IonQ Speeds Quantum-Accelerated Drug Development Application With AstraZeneca, AWS, and NVIDIA

Business / Press Release June 10, 2025

COLLEGE PARK, MD, June 09 2025 -- IonQ, a leading commercial quantum computing and networking company, announced results of a collaborative research program between IonQ, AstraZeneca, Amazon Web Services (AWS), and NVIDIA to develop and demonstrate a quantum-accelerated computational chemistry workflow which has the potential to power world-changing innovation in healthcare, life sciences, chemistry, and more.

The results of the collaboration will be showcased at the ISC High Performance conference, which takes place on June 10-13, 2025 in Hamburg, Germany.

The IonQ-designed workflow provides an end-to-end example of a hybrid quantum-classical workflow that helps provide solutions to complex pharmaceutical development challenges, and has the potential to improve speed and efficiency within the drug development process. Developing new drugs can take ten or more years and cost billions of dollars, so advancements that streamline early-stage research and reduce computational bottlenecks can unlock significant strategic and commercial value.

This demonstration focused on a critical step in a Suzuki-Miyaura reaction – a class of chemical transformations used for the synthesis of small molecule drugs. By integrating IonQ’s Forte quantum processing unit (QPU) with the NVIDIA CUDA-Q platform through Amazon Braket and AWS ParallelCluster services, the team achieved more than 20 times improvement in end-to-end time-to-solution compared to previous implementations. The technique maintained accuracy while reducing the overall expected runtime from months to days.
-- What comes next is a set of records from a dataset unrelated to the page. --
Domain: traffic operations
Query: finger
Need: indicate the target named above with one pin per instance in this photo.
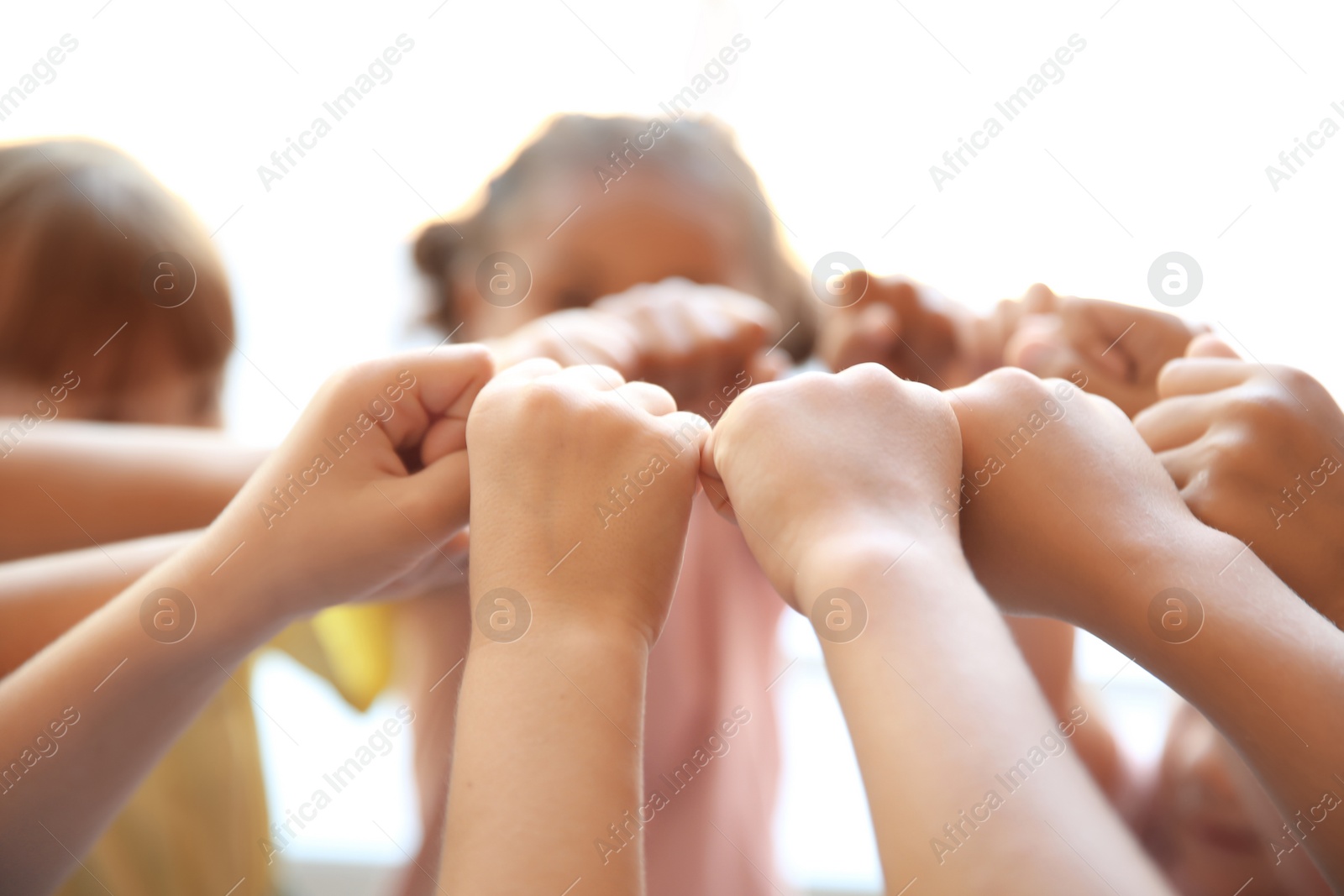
(445, 436)
(598, 376)
(1039, 300)
(765, 367)
(712, 481)
(437, 500)
(530, 369)
(1097, 331)
(1209, 345)
(1184, 465)
(752, 312)
(409, 392)
(1176, 421)
(647, 396)
(1039, 347)
(1200, 375)
(869, 335)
“This demonstration with AstraZeneca represents a meaningful step toward practical quantum computing applications in chemistry and materials science and showcases how IonQ’s enterprise-grade quantum computers are uniquely suited to meet the challenge,” said Niccolo de Masi, CEO of IonQ. “The ability to model catalytic reactions with speed and accuracy isn’t just a scientific achievement, it’s a preview of how hybrid computing with quantum acceleration will provide revolutionary capabilities to the industry.”

“This collaboration marks an important step towards accurately modeling activation barriers for catalyzed reactions relevant to route optimizing in drug development.  We look forward to further advancements in the area,” said Anders Broo, Executive Director, Pharmaceutical Science, R&D, AstraZeneca.

“Future quantum computers are not going to replace traditional compute, but instead accelerate specific, computationally intensive processing steps as part of HPC processing pipelines,” said Eric Kessler, GM of Amazon Braket at AWS. “By combining quantum computers on Amazon Braket with scalable GPU resources on AWS, we're supporting AstraZeneca to envision how future quantum computers will be used to accelerate research in computational chemistry.”

“Bringing together state-of-the-art quantum and GPU computing in hybrid workflows is the path to realizing quantum’s potential,” said Tim Costa, Senior Director of Quantum and CUDA-X at NVIDIA.  “This work represents a meaningful step towards applying quantum accelerated supercomputing to important use cases’”

IonQ and its partners demonstrated a large-scale, end-to-end simulation of a Suzuki-Miyaura reaction, which is the most complex chemical simulation run on IonQ hardware to date. The hybrid quantum-classical workflow – orchestrated via CUDA-Q on Amazon Braket, accelerated with NVIDIA H200 GPUs through AWS ParallelCluster – delivered more than a 20x speedup in time-to-solution compared to prior benchmarks. This advancement highlights the scalability of IonQ’s quantum systems and their practical potential in pharmaceutical R&D.

These results show how hybrid quantum computing can overcome computational limits in high-accuracy molecular modeling and enables the analysis of more complex chemical systems. It builds on recent IonQ demonstrations of practical applications where hybrid quantum-classical approaches outperformed purely classical methods.